Friday, April 27, 2012

Sensory engagement in the teaching environment - guest post

Promethean World
Sensory engagement in the teaching environment

Post contributed by Charlotte Watson for Promethean World.  Charlotte is a regular contributor to numerous educational sites. She specializes in student response systems as well as interactive whiteboard technologies.

Learning difficulties run in the family, so when my sisters and I were just children my mum made sure we were tested by the Dyslexia Institute. The tests quickly showed that my two sisters had severe dyslexia (a learning difficulty that creates difficulty with reading comprehension, spelling and short-term memory) and I was referred for further testing, eventually finding out I had a mild form of dyspraxia (a neurological disorder that can cause issues with co-ordination and motor functions).
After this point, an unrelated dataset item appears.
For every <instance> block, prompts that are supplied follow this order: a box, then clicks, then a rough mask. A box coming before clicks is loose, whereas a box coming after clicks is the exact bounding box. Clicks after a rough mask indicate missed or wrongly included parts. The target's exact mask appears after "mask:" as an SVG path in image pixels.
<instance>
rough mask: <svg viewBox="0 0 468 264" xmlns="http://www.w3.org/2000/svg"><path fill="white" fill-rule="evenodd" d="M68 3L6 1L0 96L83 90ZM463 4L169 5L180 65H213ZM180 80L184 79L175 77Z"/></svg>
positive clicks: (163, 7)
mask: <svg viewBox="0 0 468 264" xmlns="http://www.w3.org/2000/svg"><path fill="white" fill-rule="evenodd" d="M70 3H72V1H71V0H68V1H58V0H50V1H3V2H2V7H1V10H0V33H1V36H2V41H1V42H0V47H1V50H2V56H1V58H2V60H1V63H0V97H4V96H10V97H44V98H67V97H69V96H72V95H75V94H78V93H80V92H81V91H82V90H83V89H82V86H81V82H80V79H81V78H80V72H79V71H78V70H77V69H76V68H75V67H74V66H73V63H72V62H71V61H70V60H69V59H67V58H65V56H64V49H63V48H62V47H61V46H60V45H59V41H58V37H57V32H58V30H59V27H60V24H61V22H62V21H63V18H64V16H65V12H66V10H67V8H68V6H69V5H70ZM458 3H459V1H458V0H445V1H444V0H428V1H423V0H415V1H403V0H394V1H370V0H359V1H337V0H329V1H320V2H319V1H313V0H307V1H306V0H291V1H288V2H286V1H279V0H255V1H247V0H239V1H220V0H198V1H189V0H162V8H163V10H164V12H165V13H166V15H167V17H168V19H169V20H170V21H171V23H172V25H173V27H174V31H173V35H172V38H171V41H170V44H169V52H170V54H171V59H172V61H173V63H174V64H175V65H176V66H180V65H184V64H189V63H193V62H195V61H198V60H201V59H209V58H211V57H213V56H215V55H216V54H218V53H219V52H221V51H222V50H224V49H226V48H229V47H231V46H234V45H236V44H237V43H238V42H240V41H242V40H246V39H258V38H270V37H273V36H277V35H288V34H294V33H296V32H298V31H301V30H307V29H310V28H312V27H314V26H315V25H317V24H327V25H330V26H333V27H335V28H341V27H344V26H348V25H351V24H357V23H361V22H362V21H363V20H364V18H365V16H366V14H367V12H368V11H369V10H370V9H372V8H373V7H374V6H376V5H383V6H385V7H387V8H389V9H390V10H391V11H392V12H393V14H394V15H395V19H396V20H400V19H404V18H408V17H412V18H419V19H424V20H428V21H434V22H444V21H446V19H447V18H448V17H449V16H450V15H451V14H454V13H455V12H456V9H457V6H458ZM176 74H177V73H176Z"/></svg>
My mum has suffered with her dyslexia and dyscalculia (difficulty with mathematical equations) all throughout her life and when she was in school she was just told she was slow, so she did everything she could to ensure we were given the help we needed in school.

The help was pretty poor (learning and motor difficulties were still looked on with a bit of a cynical eye back then), but I like to think we did alright. Luckily, the issue of dyslexia is properly addressed in schools nowadays – my nephew also has it and he’s being given the help he needs to receive as good an education as all of the other children in his class.
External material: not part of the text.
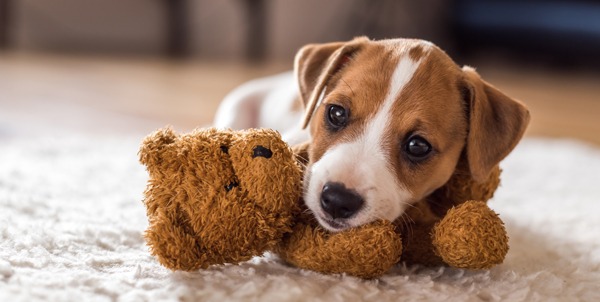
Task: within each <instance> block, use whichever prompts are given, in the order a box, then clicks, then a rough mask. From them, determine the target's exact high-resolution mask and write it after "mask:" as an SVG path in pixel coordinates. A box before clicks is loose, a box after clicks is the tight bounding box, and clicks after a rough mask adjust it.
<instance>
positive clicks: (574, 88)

In terms of teaching dyslexic children, the main issue is that a dyslexic’s auditory and visual senses may be impaired, which means they’ll have trouble reading information from a board and listening to what the teacher says. I can’t count the number of times my sisters came home from school in tears because they just couldn’t understand what was going on in class.

By using a multi-sensory teaching method in schools, teachers can now tackle this issue. Multi-sensory learning is good for non-dyslexics as well, as it can help children to utilise all of their senses. However, it’s especially effective with dyslexics that have issues with visual tracking and auditory short-term memory.

The main methods of multi-sensory teaching are broken down into Visual, Auditory and Kinaesthetic, or VAK. Many studies have shown that combining these three senses make children much more likely to take information in. Utilising this triple-pronged approach to teaching ensures that every child in the class is able to understand what’s going on.

Much like any other child, children with learning difficulties often have a need to feel engaged with, otherwise the information won’t be absorbed properly. If a child doesn’t find the topic interesting, they’ll generally stop listening. Using tactile, auditory and visual information in class will make sure a child’s concentration is drawn back to the teacher and the subject matter again and again, and it also makes learning fun for everyone in the class.